Important Regulatory Notice

This announcement does not constitute an offer to sell or the solicitation of an offer to buy any notes, nor willthere be any sale of notes referred to in this announcement, in any jurisdiction, including the United States, in which such offer, solicitation or sale is not permitted. The notes have not been registered under the U.S. Securities Act of 1933, as amended (the “U.S. Securities Act”). The notes are being offered outside the United States in accordance with Regulation S under the U.S. Securities Act and may not be offered or sold in the United States absent registration under the U.S. Securities Act or an applicable exemption from the registration requirements of the U.S. Securities Act.

 

This announcement is being distributed only to, and is directed at persons who (i) have professional experience in matters relating to investments falling within Article 19(5) of the Financial Services and Markets Act 2000 (Financial Promotion) Order 2005, as amended (the “Financial Promotion Order”), (ii) are persons falling within Article 49(2)(a) to (d) (high net worth companies, unincorporated associations, etc.) of the Financial Promotion Order, (iii) are outside the United Kingdom or (iv) are persons to whom an invitation or inducement to engage in investment activity (within the meaning of section 21 of the Financial Services and Markets Act 2000) in connection with the issue or sale of any securities may otherwise lawfully be communicated or caused to be communicated (all such persons together being referred to as “relevant persons”). This announcement is directed only at relevant persons and must not be acted on or relied on by persons who are not relevant persons. Any investment or investment activity to which this announcement relates is available only to relevant persons and will be engaged in only with relevant persons. Any person who is not a relevant person should not act or rely on an offering memorandum or any of its contents.

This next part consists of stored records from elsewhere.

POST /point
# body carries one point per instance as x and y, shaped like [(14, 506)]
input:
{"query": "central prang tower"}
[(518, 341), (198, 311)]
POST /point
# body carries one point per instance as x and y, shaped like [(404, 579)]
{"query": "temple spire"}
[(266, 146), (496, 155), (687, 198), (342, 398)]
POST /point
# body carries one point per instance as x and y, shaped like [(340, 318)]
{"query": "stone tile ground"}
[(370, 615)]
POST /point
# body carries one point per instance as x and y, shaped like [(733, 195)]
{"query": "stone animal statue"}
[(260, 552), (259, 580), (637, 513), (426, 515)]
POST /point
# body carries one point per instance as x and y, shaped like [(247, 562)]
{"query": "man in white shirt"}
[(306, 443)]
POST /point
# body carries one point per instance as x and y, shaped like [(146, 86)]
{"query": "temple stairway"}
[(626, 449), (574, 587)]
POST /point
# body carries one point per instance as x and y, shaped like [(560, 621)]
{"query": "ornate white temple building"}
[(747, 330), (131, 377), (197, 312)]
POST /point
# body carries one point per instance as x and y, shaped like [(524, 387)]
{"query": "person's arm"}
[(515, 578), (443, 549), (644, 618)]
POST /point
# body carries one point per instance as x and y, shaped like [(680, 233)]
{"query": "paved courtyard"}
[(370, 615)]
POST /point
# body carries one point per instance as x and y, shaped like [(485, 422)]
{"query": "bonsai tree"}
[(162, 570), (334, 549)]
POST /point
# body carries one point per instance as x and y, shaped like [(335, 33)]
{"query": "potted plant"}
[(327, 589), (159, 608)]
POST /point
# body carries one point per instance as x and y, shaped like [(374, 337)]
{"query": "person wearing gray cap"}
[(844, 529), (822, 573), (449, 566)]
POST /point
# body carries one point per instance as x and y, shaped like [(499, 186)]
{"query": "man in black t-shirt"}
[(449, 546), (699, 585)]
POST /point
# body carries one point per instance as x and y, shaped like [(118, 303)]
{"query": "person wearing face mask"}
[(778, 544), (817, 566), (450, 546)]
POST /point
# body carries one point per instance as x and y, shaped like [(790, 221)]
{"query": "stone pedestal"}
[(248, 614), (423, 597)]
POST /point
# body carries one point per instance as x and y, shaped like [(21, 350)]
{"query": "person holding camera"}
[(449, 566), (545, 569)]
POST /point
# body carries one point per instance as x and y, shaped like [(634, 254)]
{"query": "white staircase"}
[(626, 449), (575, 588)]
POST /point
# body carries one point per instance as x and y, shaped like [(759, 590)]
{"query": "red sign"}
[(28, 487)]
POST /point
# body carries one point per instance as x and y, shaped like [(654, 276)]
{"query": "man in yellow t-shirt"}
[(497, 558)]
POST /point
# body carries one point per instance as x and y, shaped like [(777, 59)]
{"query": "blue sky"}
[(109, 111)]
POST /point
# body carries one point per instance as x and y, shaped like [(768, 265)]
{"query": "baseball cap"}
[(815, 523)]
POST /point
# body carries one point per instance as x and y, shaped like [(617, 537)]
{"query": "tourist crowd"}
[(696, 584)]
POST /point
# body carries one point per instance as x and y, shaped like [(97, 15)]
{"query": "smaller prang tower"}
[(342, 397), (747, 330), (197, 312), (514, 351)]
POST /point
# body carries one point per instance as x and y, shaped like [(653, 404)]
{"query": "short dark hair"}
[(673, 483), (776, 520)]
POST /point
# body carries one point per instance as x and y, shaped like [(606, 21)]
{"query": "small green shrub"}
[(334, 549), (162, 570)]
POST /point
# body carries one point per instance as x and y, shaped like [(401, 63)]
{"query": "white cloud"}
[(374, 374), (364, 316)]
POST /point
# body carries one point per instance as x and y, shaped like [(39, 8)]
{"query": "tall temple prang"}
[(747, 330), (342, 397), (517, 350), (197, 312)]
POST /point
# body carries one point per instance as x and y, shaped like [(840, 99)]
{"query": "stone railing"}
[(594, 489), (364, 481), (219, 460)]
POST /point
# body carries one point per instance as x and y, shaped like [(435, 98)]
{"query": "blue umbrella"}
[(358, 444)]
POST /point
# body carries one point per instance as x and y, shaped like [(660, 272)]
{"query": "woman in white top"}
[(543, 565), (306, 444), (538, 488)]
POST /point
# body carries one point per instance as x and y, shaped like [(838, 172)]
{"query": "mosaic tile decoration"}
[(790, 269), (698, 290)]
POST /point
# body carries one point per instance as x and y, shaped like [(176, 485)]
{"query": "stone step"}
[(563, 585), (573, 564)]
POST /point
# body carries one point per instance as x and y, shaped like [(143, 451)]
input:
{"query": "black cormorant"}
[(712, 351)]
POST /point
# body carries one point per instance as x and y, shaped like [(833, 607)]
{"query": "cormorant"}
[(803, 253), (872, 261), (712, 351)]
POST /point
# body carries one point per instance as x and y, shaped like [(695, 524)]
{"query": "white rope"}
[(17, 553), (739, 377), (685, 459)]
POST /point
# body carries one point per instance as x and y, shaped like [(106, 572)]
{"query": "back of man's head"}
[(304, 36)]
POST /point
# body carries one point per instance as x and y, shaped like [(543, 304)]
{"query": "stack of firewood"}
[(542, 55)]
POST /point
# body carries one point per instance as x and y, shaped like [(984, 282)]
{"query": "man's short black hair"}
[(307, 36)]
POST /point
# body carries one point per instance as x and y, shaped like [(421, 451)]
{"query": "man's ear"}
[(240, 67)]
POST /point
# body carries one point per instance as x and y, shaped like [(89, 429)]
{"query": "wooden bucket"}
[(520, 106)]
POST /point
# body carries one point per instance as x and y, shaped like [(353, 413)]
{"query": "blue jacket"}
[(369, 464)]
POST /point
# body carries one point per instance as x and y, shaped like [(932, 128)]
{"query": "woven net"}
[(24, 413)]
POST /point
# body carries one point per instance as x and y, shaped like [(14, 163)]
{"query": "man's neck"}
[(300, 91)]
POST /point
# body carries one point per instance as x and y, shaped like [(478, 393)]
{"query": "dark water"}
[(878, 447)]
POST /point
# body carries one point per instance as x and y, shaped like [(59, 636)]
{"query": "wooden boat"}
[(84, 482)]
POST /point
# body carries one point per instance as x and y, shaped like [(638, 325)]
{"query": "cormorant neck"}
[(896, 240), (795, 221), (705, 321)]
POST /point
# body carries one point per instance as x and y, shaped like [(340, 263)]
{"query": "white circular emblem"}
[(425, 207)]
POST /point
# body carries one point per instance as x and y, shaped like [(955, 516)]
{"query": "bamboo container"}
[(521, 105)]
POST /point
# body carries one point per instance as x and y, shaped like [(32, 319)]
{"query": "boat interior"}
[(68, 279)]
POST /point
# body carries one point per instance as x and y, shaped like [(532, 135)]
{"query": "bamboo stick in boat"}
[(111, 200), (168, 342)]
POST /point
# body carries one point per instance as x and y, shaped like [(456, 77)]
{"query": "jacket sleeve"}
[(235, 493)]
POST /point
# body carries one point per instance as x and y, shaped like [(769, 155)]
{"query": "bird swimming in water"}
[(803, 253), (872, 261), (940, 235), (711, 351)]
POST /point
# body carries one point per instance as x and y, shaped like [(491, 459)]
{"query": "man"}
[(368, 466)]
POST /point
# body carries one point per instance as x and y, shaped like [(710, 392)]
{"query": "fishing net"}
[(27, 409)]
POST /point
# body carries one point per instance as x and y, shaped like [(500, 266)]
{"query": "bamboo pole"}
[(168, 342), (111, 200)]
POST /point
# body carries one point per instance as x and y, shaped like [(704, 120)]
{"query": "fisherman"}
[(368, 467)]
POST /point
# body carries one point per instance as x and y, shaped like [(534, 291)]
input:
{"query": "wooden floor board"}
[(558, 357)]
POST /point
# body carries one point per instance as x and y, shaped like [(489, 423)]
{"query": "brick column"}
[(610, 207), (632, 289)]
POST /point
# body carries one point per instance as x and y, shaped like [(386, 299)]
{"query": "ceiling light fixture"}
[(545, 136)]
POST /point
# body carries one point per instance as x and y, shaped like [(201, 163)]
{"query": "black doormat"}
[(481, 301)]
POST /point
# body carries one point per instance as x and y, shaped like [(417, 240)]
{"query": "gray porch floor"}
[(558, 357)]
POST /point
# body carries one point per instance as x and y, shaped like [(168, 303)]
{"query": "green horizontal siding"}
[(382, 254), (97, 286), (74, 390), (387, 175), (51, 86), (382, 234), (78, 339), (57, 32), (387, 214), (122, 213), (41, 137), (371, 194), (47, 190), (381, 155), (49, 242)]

This announcement is not a public offering of the notes in any member state of the European Economic Area (“EEA”) including Greece. Any announcement, including this announcement, and any offer of the notes will be made pursuant to an exemption under the Prospectus Directive from the requirement to publish a Prospectus for offers of Notes. The expression “Prospectus Directive” means Directive 2003/71/EC (as amended), and includes any relevant implementing measure in the Member State concerned. In relation to the offering of the notes in the Hellenic Republic no public offer, as defined in Law 3401/2005 as amended and in force, shall take place and consequently no offering or other document relating to the offering of the notes has been or will be approved by the Hellenic Capital Markets Commission.

 Neither the content of MOTOR OIL (HELLAS) CORINTH REFINERIES S.A.’s website nor any website accessible by hyperlinks on MOTOR OIL (HELLAS) CORINTH REFINERIES S.A.’s website is incorporated in, or forms part of, this announcement. The distribution of this announcement into certain jurisdictions may be restricted by law. Persons into whose possession this announcement comes should inform themselves about and observe any such restrictions. Any failure to comply with these restrictions may constitute a violation of the securities laws of any such jurisdiction.

The preceding statement constitutes a public disclosure of inside information by MOTOR OIL (HELLAS) CORINTH REFINERIES S.A under Regulation (EU) 596/2014 (16 April 2014). This notification was made by Mr. Petros Tzannetakis, Deputy Managing Director and Chief Financial Officer of the company on 30 March 2017.